The ITU is a slow unwieldy bureaucracy, each member is a UN Member State, ie
an entire country - which means nothing will get done, which is fine and I
argue largely desirable.

------
dharma1
[https://domainnamewire.com/2019/11/13/breaking-private-
equit...](https://domainnamewire.com/2019/11/13/breaking-private-equity-
company-acquires-org-registry/)

"Ethos Capital is a new private equity firm lead by Erik Brooks. Brooks was at
Abry Partners until earlier this year. Abry Partners acquired Donuts and
installed former ICANN President of Global Domains Akram Atallah in the top
spot there.

Donuts co-founder Jon Nevett left to be CEO of Public Interest Registry.

The other person at Ethos is former ICANN Senior Vice President Abusitta-Ouri.

Ethos appears to have just been founded. It acquired the domain name
EthosCapital.com at the end of October through Afternic.
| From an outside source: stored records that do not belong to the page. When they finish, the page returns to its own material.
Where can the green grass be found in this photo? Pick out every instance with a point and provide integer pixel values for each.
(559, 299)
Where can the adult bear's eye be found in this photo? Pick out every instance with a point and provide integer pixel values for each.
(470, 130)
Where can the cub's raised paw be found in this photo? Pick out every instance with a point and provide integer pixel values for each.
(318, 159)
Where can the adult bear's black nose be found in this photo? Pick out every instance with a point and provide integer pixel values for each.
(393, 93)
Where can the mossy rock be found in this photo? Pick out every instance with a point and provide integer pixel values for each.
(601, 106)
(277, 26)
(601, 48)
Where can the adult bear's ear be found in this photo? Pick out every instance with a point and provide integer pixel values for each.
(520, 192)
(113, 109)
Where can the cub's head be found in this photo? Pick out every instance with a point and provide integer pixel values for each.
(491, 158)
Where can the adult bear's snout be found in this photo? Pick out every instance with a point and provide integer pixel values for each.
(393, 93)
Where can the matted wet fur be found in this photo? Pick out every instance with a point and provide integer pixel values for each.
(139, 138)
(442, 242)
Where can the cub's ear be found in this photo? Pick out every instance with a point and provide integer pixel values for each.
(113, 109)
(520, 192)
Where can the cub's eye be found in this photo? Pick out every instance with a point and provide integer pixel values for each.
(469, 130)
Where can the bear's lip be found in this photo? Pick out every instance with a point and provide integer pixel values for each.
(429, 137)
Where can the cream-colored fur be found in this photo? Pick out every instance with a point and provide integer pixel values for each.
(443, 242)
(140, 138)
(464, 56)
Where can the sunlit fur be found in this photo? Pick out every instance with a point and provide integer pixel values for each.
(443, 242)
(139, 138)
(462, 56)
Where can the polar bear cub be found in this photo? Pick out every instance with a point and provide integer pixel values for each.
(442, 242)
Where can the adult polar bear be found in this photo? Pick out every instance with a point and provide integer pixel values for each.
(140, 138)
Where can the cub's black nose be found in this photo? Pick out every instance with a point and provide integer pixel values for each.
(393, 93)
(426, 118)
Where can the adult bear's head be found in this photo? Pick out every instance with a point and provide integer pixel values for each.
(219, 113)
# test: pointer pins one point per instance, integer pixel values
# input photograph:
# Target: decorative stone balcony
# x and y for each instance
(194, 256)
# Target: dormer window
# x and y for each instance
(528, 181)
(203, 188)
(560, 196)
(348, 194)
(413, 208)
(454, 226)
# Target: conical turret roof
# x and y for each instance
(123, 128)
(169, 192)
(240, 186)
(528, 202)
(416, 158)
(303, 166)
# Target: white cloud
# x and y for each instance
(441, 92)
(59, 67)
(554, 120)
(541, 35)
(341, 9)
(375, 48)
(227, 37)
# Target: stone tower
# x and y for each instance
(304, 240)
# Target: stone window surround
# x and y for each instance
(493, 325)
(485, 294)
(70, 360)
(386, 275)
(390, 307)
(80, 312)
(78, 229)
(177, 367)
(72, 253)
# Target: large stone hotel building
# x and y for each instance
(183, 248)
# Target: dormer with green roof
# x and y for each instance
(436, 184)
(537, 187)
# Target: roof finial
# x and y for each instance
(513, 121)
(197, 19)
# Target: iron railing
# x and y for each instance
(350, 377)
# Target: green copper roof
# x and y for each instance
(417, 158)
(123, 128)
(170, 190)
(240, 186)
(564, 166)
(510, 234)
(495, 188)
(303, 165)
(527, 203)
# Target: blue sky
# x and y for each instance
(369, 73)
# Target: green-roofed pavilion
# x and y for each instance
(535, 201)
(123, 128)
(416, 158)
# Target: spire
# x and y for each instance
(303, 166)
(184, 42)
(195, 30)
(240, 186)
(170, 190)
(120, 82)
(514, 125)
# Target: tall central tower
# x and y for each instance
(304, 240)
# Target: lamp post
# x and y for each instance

[Update: The firm might be tied to former ICANN CEO Fadi Chehadé as well.]"

------
karl11
Sounds like there should probably be multiple ICAAN organizations. They have
been a relatively benevolent monopoly but that is unlikely to continue
forever.

------
hellofunk
Are there other top level domains that are at risk of this? What are the most
stable ones?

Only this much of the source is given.